His business acumen and drive has taken Gibson to every corner of the globe but his time in war-torn Sri Lanka stands out as unique experience for many reasons.

“I bounced around from job to job doing the whole expat carousel and I was working in Sri Lanka during the worst of the Civil War,” Gibson said. “I was in Colombo all that time. I wondered why the money was as good and it was tax free and I had a nice car and a nice house, and I realised it was because there was a war going on and nobody else wanted the job.

“I did that for five years and it was pretty bad. I don’t think during that five years any foreigners were ever hurt at all, but it got quite hairy.

“There was a lot of suicide bombing, a lot of terrorism with buses being blown up and people walking into supermarkets or hotels and blowing themselves up and killing a lot of innocents.

“It was a tough place to live but, strangely enough, I have still got great memories of the place. After five years, it just started to really wear on you and it was getting really dangerous. It was getting closer and closer to Colombo and I just started looking around for jobs.”

When an American firm needed someone to oversee their operations in Asia, Gibson knew he was the right man for the role.

Tokyo was selected as his business base and a year in Amsterdam was the precursor to the move that has ultimately given him his breakthrough.

Those that he worked with became his biggest competitors - a situation he likens to ‘working for Coca Cola, finding out the secret syrup and then going and starting a company called Pepsi’ – as his influence and abilities rose simultaneously.

“I had no money but a lot of promise, a lot of opportunities and options, but I needed money,” Gibson said. “I did the Cola-Pepsi analogy, I went to their biggest competitor and said ‘you know what I have been doing in Japan, I am on my own now and this is what I can do if you back me’. And they backed me.

“I had a meeting in San Francisco with the guy that is still the chairman of that company, they put some money behind me and we did a 50-50 joint venture that went really well.

“It is buying big pieces of land, building warehouses and leasing them out to DHL, FedEx, UPS, all the household parcel companies.

“It went really well, to the point that it went too well, to the point in 2006 when they basically came back and said ‘you are our most profitable business, but there are 51 employees, you have got 50 and we have got one and he is an auditor’. They asked me, quite vigorously but politely, if I would sell my 50 per cent to them, which I did.

“We haggled over the price for a bit and then in July 2006 I sold them my 50 per cent and basically used that money to start the business that we have today.”

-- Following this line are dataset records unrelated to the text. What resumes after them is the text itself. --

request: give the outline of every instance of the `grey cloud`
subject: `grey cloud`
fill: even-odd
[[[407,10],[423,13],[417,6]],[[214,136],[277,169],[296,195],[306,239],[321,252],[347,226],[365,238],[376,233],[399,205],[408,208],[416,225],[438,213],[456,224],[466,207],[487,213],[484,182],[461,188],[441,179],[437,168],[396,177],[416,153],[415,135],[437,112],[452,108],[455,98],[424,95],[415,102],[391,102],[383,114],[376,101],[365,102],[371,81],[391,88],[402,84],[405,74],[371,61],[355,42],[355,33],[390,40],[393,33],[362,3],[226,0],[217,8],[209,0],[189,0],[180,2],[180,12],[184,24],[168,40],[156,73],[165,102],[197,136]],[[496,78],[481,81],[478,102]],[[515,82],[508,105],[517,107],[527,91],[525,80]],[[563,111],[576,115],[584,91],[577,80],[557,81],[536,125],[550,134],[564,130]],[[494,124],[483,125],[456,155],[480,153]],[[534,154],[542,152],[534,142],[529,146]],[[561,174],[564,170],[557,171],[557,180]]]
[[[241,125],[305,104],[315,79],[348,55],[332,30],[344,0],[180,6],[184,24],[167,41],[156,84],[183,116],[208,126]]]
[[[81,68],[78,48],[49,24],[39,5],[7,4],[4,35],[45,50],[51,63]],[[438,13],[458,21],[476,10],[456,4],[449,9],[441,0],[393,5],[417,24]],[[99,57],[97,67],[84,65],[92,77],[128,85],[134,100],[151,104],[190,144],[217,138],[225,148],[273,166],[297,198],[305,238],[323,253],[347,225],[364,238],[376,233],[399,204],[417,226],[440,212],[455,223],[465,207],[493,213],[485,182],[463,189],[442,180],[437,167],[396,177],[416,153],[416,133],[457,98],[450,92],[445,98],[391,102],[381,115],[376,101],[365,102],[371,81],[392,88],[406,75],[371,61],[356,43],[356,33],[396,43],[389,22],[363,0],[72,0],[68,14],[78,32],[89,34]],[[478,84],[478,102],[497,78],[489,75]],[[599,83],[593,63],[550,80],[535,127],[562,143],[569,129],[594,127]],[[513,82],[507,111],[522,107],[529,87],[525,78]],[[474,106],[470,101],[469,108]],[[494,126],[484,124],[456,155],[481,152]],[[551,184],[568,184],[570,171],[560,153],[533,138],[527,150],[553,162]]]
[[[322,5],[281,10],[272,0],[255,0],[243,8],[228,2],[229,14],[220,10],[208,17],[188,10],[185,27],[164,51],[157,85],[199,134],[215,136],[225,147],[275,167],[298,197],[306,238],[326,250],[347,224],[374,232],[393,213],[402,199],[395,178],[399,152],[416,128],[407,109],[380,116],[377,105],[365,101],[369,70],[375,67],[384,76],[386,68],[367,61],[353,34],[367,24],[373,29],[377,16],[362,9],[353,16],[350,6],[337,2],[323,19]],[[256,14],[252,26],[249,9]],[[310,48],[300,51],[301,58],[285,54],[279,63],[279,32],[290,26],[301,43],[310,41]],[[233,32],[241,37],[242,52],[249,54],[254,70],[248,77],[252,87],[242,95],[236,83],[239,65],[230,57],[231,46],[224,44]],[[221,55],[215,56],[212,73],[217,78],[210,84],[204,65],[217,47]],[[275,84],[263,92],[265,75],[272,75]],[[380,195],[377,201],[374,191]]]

That firm, ESR, raised around £1.3billion from its Initial Public Offering in Hong Kong last year and it was during that process that the relationship that has taken Gibson to Ibrox was formed.

Rangers investor George Taylor oversaw the process for Morgan Stanley and Gibson is now has the fourth largest stake in RIFC plc following a £5million share purchase.

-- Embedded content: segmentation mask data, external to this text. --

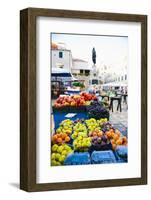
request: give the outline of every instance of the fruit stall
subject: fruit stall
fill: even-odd
[[[53,116],[52,166],[127,162],[128,139],[109,122],[108,108],[95,95],[60,96]]]
[[[127,162],[127,144],[107,119],[66,119],[51,138],[51,165]]]
[[[72,113],[72,119],[107,118],[109,120],[109,107],[104,101],[99,102],[93,94],[81,92],[79,95],[60,95],[53,105],[55,127]]]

That investment is an emotional one rather than financially driven. Gibson is now very much living his dream.

“It is not really real estate, it is like infrastructure,” Gibson said of ESR. “It doesn’t matter if the economy is up or down, people would need them anyway.

“If the economy is doing great, people are buying expensive stuff, buying iPhones and laptops. If the economy isn’t doing well, they still need to buy shampoo and beer and bread and crisps. It is cyclical as you go through economic cycles, recession proof I suppose you would call it.

“Then more recently, with the whole explosion of E-Commerce, we were able to position ourselves to take advantage of that. Now we like to say we are the infrastructure for the digital economy, which is a fancy way of saying ‘we own the most warehouses in Asia’.

“That is what we do, so now the likes of Amazon, Alibaba, these guys, in most of Asia I am their biggest landlord. It is going really well, extremely well.

“We had our IPO in Hong Kong almost a year ago, the anniversary is coming up, and it got off great. The stock price is up 45 per cent in the last year so we are not doing too badly.”